Additionally, he said he enjoys the opportunity to be a physician-shareholder – something all associate physicians have the opportunity to do when practicing with GI Associates.

“(There’s) a period of time, typically two years of associateship, where we get to know them better, they can start developing (their practice),” he said. “We can help them develop their practice here, and then they have the opportunity to become shareholders.”

The advantages of working for independent practice don’t stop there – as Hartke said, independent providers typically receive higher pay, experience lower rates of burnout and have the ability to more nimbly respond to community needs because they have less “bureaucracy” to work through.

“You can make decisions that are patient-centered rather than organizationally centered,” he said.

At the onset of COVID-19 – when thousands of patients suddenly required virtual care – Hartke said the region’s “independent practices employed telehealth 4.7 months faster than large healthcare systems.”

The ability to more freely enact change, partnered with increased levels of autonomy, Hartke said, contributes to job satisfaction – leading to less burnout among independent providers.

“The burnout rate is lower for independent practitioners,” he said. “I feel embedded in my community. I feel like I’ve had a real sense of responsibility to my community. Not to say hospital-based physicians don’t, but it’s a little bit different because I might work longer hours, but I have more control over the hours that I work.”

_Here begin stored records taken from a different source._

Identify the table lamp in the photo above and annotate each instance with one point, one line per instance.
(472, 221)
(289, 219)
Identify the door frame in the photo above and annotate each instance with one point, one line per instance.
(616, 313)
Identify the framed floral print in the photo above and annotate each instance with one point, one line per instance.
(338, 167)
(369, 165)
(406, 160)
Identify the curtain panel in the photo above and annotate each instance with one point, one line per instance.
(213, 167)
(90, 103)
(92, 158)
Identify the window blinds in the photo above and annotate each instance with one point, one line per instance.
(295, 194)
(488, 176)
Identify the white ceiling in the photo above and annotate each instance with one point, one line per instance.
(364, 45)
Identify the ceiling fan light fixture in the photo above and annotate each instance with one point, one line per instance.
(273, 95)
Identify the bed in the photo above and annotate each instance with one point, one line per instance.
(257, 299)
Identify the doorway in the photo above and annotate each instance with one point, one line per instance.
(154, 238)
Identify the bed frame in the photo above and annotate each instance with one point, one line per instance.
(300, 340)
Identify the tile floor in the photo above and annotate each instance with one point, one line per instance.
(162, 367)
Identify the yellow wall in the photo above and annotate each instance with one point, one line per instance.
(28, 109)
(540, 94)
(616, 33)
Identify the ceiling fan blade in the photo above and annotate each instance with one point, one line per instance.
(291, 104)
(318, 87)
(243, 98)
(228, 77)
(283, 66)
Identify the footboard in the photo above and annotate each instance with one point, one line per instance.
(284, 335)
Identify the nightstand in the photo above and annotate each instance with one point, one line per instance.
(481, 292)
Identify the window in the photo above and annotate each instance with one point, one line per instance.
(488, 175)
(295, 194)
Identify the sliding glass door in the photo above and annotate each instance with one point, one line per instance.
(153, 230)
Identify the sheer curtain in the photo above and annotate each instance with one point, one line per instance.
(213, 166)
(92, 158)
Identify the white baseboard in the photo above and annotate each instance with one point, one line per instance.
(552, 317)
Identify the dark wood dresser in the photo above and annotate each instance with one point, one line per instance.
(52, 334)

Hartke said independent practices do not negate societies’ need for centralized healthcare systems.

“We do need the hospital systems – I’m not saying everything should be independent practice,” he said. “Hospitals and large healthcare systems, they’re needed for emergencies, for inpatient care, they need to be there for high-risk situations, and some of the advanced care and where it’s more safely performed in a hospital setting.”

Instead of perceiving one another as competition, Hartke said both kinds of practices should collaborate to ensure patients receive the highest quality care possible.

“The ideal scenario is that independent practices work collaboratively with hospitals and healthcare systems,” he said. “The goal is to assure that patients get the best possible care.”